Faas: Proof of concept: reliable asynchronous processing

Created on 7 Jul 2017 · 11Comments · Source: openfaas/faas

Asynchronous processing should be possible for long-running functions.

Must have:

Work can be accepted through a new route or a Header

/async/function/<function_name>

Or via Header:

X-etc: async

Work is accepted immediately and a 202 Accepted is returned. This should be handed off to a queue.
One or more (scaleable) asynchronous workers read from a queue and call functions
- Should dequeue item atomically
- Upon failure another worker should pick up the item
- For initial version - HTTP should be used by worker to call function just like the gateway does.

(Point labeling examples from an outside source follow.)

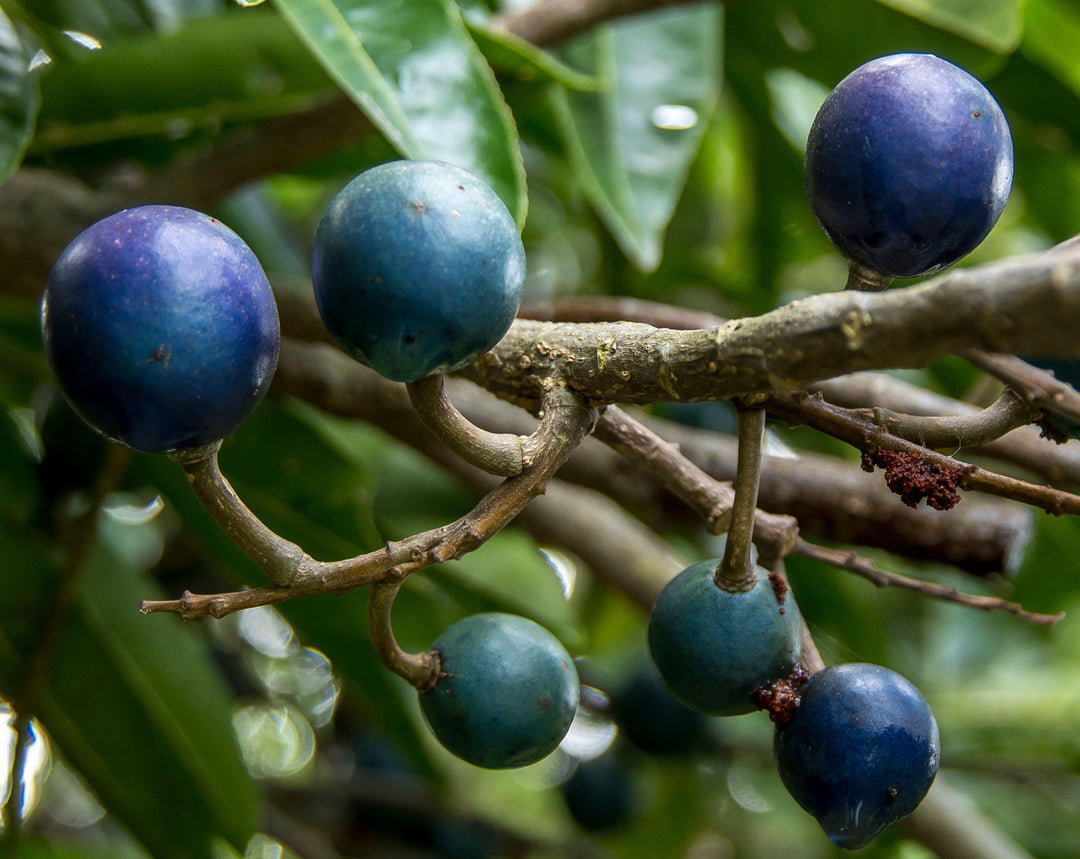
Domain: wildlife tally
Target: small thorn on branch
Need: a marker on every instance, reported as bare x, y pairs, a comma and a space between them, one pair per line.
871, 572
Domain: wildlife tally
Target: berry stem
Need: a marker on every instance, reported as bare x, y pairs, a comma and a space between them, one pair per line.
866, 279
496, 453
736, 571
420, 670
282, 561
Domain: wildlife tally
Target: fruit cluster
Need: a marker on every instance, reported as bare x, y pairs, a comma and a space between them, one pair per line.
162, 330
163, 333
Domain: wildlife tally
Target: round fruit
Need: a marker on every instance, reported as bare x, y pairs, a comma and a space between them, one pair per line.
714, 647
161, 327
601, 793
418, 268
860, 753
508, 694
908, 164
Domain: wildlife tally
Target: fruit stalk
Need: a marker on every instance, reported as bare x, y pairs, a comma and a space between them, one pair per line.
497, 453
283, 562
420, 670
736, 571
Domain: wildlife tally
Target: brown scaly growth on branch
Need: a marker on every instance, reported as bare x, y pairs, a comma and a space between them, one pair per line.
914, 480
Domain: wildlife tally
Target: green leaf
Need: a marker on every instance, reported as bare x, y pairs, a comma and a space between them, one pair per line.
418, 76
994, 24
211, 71
510, 54
632, 144
134, 705
1052, 32
108, 19
18, 98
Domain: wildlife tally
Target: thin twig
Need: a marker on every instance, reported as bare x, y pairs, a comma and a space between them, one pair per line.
1039, 387
502, 454
862, 433
711, 498
283, 562
420, 670
736, 571
1007, 413
565, 421
862, 566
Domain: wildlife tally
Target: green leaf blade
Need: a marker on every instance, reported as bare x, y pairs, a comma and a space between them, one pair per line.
18, 98
417, 75
632, 144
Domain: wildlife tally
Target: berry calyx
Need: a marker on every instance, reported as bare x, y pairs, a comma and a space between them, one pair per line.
507, 694
908, 164
714, 647
861, 751
418, 268
160, 327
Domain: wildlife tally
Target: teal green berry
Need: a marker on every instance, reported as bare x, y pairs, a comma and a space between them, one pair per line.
508, 693
714, 647
418, 268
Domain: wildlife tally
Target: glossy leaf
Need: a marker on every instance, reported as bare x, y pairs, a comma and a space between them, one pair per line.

Timeout will depend on the configuration of the function.
Prometheus metrics to be logged for work queued/processed/outstanding

Could have:

Watchdog configuration to state whether async/sync is supported
Validation in gateway for invocation method
Retry logic on failure

Nice to have:

Additional logging beyond docker service logs
Callback URL could be specified via header or query-string - this could be called by the framework upon completion

Notes:

Have looked into Kafka - design looks overly complex for task at hand.
NATS queuing is not resilient - but NATS Streaming may be suitable.

help wanted skiladvanced

Source

alexellis

👍2 ❤1

All 11 comments

If you need a beta tester for asynchronous processing, I am in !

Tofull on 11 Jul 2017

Thanks @Tofull - I've started a quick proof of concept with NATs streaming.

Have you started using FaaS or creating functions already? Do you have async workloads ready for testing?

alexellis on 11 Jul 2017

Amazing ! You roks ! :)

I used FaaS to deploy some functions that my machine learning experts made with magic.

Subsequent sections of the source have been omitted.